He smiled at his white friend. There was something subtle in the
smile and afterward an added firmness in the repose of the lips.
Immada moved a step forward. She looked at Lingard with terror in
her black and dilated eyes. She exclaimed in a voice whose
vibration startled the hearts of all the hearers with an
indefinable sense of alarm, "He will perish, Hassim! He will
perish alone!"

"No," said Hassim. "Thy fear is as vain to-night as it was at
sunrise. He shall not perish alone."

Her eyelids dropped slowly. From her veiled eyes the tears fell,
vanishing in the silence. Lingard's forehead became furrowed by
folds that seemed to contain an infinity of sombre thoughts.
"Remember, O Hassim, that when I promised you to take you back to
your country you promised me to be a friend to all white men. A
friend to all whites who are of my people, forever."

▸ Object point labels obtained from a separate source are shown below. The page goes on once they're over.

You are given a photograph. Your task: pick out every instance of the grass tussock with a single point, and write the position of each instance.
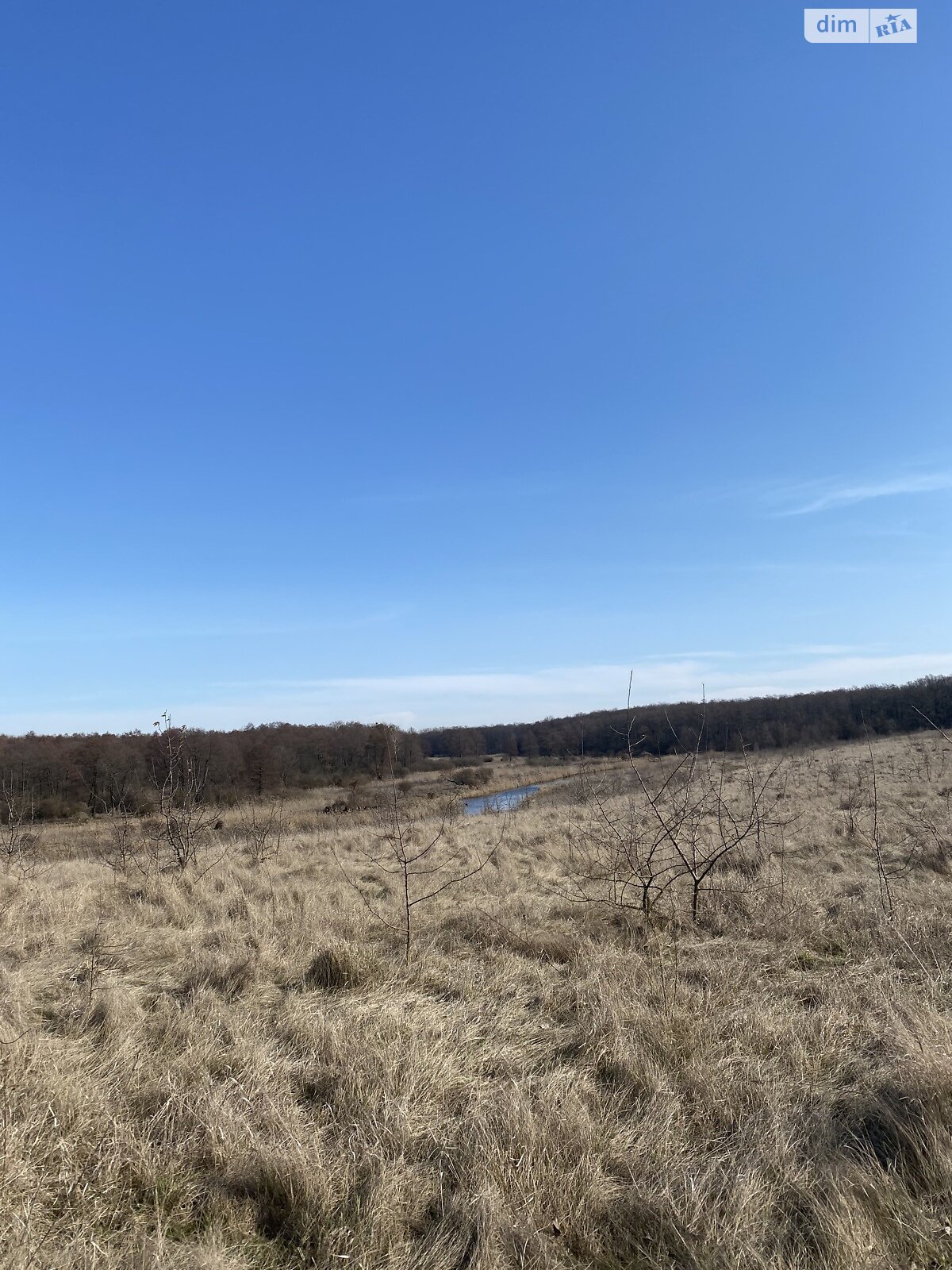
(239, 1067)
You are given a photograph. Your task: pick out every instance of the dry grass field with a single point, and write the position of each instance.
(238, 1066)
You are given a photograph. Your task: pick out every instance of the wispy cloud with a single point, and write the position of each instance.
(831, 495)
(492, 696)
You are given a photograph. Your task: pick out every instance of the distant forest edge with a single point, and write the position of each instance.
(94, 772)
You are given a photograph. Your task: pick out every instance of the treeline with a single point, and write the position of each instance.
(60, 776)
(67, 775)
(763, 723)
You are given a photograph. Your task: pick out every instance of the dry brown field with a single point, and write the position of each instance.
(236, 1064)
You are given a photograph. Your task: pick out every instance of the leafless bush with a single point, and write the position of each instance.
(263, 829)
(179, 776)
(677, 826)
(19, 832)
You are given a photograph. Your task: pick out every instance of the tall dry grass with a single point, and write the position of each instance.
(238, 1068)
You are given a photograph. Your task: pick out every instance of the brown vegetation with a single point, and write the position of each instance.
(232, 1062)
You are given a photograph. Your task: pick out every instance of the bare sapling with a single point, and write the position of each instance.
(413, 860)
(179, 776)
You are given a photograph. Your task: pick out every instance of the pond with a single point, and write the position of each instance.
(505, 802)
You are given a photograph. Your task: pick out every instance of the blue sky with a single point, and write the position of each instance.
(446, 362)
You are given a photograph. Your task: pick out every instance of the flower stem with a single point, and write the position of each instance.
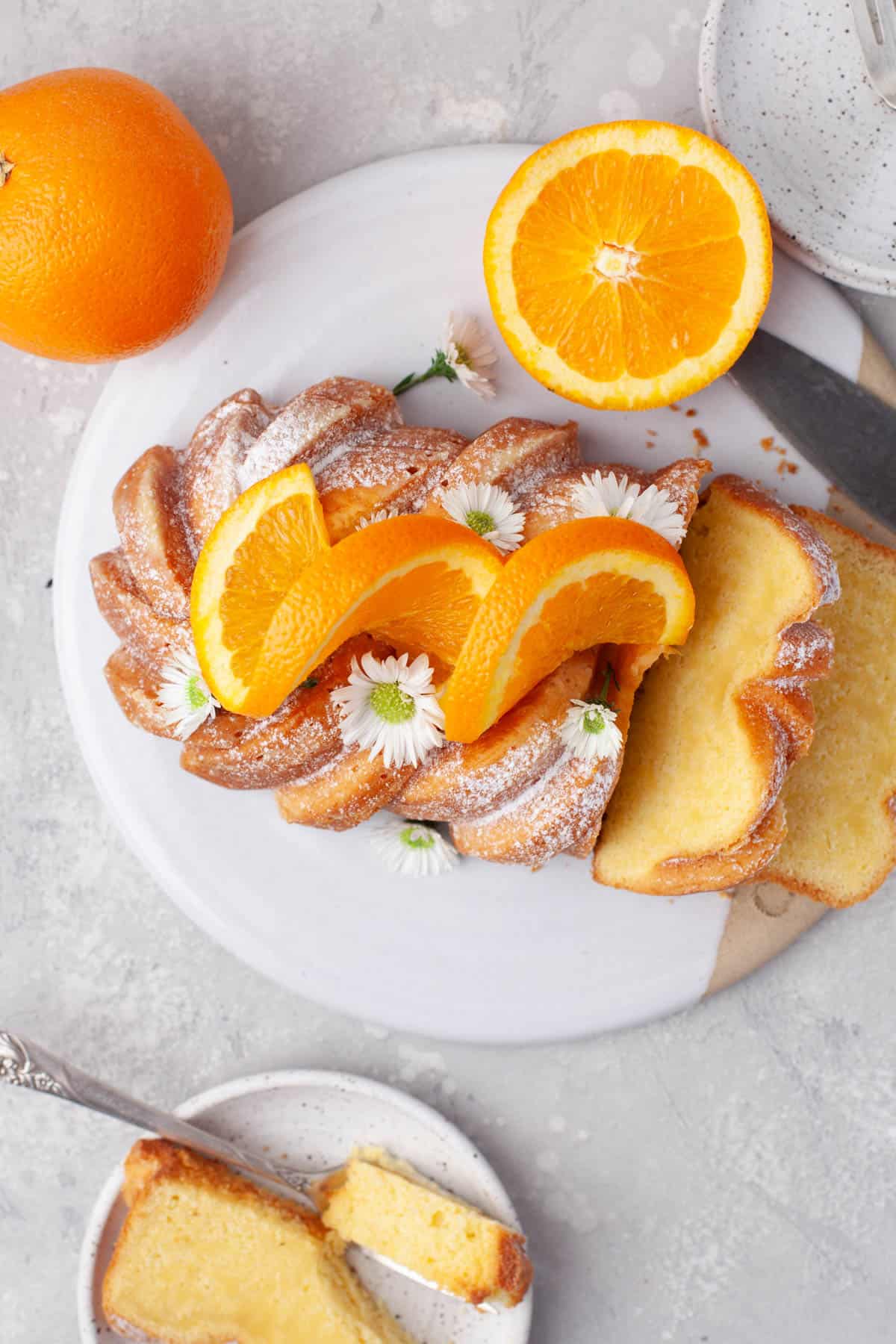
(438, 369)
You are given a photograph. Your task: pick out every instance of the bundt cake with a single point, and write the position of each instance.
(206, 1257)
(841, 799)
(512, 796)
(390, 1209)
(718, 726)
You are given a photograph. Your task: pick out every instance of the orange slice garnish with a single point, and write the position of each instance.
(591, 581)
(414, 581)
(253, 557)
(629, 264)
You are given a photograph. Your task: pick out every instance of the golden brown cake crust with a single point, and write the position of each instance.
(842, 889)
(351, 433)
(151, 1159)
(777, 714)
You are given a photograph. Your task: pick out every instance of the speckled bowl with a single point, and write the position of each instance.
(314, 1119)
(783, 87)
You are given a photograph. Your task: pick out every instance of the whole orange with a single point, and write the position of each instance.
(114, 217)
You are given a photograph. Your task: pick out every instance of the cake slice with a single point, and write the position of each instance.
(718, 726)
(206, 1257)
(841, 799)
(390, 1209)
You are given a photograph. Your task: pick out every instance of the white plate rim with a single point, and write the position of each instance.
(825, 261)
(273, 1081)
(151, 847)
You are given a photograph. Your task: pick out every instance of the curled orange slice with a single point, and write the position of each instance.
(414, 581)
(254, 554)
(590, 581)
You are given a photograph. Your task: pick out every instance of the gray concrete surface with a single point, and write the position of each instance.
(723, 1177)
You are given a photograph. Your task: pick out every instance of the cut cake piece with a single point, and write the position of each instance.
(206, 1257)
(841, 799)
(563, 808)
(386, 1206)
(718, 726)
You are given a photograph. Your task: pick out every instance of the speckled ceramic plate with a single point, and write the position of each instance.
(314, 1120)
(783, 85)
(356, 277)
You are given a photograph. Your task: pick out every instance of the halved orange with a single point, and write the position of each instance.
(414, 581)
(253, 557)
(629, 264)
(590, 581)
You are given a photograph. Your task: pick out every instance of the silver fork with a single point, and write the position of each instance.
(26, 1065)
(876, 23)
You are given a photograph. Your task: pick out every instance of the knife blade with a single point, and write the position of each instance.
(844, 430)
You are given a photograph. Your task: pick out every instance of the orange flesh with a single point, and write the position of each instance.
(264, 569)
(632, 609)
(629, 264)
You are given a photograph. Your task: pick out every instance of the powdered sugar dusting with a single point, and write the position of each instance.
(526, 801)
(320, 425)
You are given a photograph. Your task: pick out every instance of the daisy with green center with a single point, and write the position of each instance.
(184, 695)
(413, 848)
(390, 707)
(590, 730)
(467, 356)
(601, 495)
(487, 510)
(379, 517)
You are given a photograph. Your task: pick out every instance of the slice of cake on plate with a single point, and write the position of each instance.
(386, 1206)
(841, 799)
(206, 1257)
(718, 726)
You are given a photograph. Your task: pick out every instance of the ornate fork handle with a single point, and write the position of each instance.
(26, 1065)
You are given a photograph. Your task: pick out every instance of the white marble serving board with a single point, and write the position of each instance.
(356, 276)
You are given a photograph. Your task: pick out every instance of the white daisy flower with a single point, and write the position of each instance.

"My memory is good, O Tuan," said Hassim; "I am not yet back in
my country, but is not everyone the ruler of his own heart?
Promises made by a man of noble birth live as long as the speaker

"Good-bye," said Lingard to Mrs. Travers. "You will be safe
here." He looked all around the cabin. " I leave you," he began
again and stopped short. Mrs. Travers' hand, resting lightly on
the edge of the table, began to tremble. "It's for you . . . Yes.
For you alone . . . and it seems it can't be. . . ."

It seemed to him that he was saying good-bye to all the world,
that he was taking a last leave of his own self. Mrs. Travers did
not say a word, but Immada threw herself between them and cried:

"You are a cruel woman! You are driving him away from where his
strength is. You put madness into his heart, O! Blind--without
pity--without shame! . . ."

"Immada," said Hassim's calm voice. Nobody moved.

"What did she say to me?" faltered Mrs. Travers and again
repeated in a voice that sounded hard, "What did she say?"

"Forgive her," said Lingard. "Her fears are for me . . ."--"It's
about your going?" Mrs. Travers interrupted, swiftly.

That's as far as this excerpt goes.